The Artist Kelsie
Calling In The Ancestors
Calling In The Ancestors
Calling in the Ancestors:
The Original Was 20 x 36
Calling in the Ancestors – Original Pour Painting
Acrylic pour, blade technique, palette knife | One-of-a-kind mixed media
Calling in the Ancestors is a ceremonial invocation — a visual prayer shaped through flow, spirit, and sacred memory.
Created almost entirely through layered pours, this painting emerged intuitively, allowing ancestral presence to rise organically. Faces and energies surfaced through the paint — not planned or brushed in, but received. The movement of color and gravity became the medium through which spirit stepped forward.
At the heart of the composition stands a tipi — the only element the artist gently shaped using a blade and palette knife, guiding the paint like a prayer offered with intention. This tipi anchors the scene, symbolizing both home and ceremony, a threshold between the physical and spiritual realms.

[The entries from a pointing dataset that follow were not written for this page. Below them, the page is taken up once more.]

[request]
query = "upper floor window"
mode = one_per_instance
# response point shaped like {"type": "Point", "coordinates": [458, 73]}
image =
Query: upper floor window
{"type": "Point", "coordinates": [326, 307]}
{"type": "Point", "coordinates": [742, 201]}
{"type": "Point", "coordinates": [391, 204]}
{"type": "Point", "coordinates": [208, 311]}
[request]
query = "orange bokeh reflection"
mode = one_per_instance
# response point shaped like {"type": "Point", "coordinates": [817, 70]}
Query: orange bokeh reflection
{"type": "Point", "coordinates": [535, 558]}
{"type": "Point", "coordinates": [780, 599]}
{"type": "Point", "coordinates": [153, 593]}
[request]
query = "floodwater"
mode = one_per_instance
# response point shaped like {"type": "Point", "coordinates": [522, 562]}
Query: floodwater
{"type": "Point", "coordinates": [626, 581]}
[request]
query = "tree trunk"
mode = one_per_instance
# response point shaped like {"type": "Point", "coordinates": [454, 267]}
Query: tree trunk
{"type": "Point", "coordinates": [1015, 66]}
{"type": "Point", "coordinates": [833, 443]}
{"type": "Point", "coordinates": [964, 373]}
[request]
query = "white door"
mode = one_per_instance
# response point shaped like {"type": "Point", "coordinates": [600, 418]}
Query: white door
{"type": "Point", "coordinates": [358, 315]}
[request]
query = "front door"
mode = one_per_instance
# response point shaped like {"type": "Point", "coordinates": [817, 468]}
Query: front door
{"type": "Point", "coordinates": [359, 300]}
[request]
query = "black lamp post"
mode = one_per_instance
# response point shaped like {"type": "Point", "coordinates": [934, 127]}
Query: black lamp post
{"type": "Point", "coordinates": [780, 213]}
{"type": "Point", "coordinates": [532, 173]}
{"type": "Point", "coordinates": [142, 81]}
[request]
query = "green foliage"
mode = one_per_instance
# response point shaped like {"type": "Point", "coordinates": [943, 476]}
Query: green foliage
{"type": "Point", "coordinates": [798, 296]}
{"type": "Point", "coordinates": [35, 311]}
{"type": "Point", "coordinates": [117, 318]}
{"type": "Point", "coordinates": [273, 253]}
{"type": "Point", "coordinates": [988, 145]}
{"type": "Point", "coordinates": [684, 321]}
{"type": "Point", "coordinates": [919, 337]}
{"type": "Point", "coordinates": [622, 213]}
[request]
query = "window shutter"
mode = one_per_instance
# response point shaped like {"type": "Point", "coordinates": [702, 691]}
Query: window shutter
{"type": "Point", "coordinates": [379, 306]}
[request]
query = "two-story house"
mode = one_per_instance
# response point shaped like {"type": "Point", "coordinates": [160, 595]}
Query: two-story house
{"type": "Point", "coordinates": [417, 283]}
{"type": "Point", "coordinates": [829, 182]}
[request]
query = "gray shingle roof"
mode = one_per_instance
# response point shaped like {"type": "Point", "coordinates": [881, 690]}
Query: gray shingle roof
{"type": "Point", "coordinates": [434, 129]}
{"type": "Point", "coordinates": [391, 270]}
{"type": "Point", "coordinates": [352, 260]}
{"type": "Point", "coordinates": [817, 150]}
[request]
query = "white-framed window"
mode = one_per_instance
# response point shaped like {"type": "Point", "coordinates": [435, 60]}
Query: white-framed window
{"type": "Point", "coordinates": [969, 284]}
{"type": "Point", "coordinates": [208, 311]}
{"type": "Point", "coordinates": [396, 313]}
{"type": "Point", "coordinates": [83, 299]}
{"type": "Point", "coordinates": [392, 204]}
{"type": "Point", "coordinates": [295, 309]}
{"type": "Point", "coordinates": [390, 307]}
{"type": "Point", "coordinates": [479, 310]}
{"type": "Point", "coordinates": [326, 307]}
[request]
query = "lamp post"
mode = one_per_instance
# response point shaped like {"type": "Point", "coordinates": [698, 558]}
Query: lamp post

This piece carries the energy of a specific and sacred moment in the Native American Church: when the medicine man steps out of the tipi at midnight, eagle bone whistle in hand, and calls in the spirits from all four directions during the water call. It is a moment of breath and reverence — when the veil is thin and the ancestors are invited to enter the space.
The original painting was gifted to someone very dear to the artist — someone who is no longer in her life but will always be a part of her thoughts of the church. That offering was part of the medicine.
Calling in the Ancestors is not just art — it is a portal of presence, a living witness to sacred ritual, lineage, and unseen communion.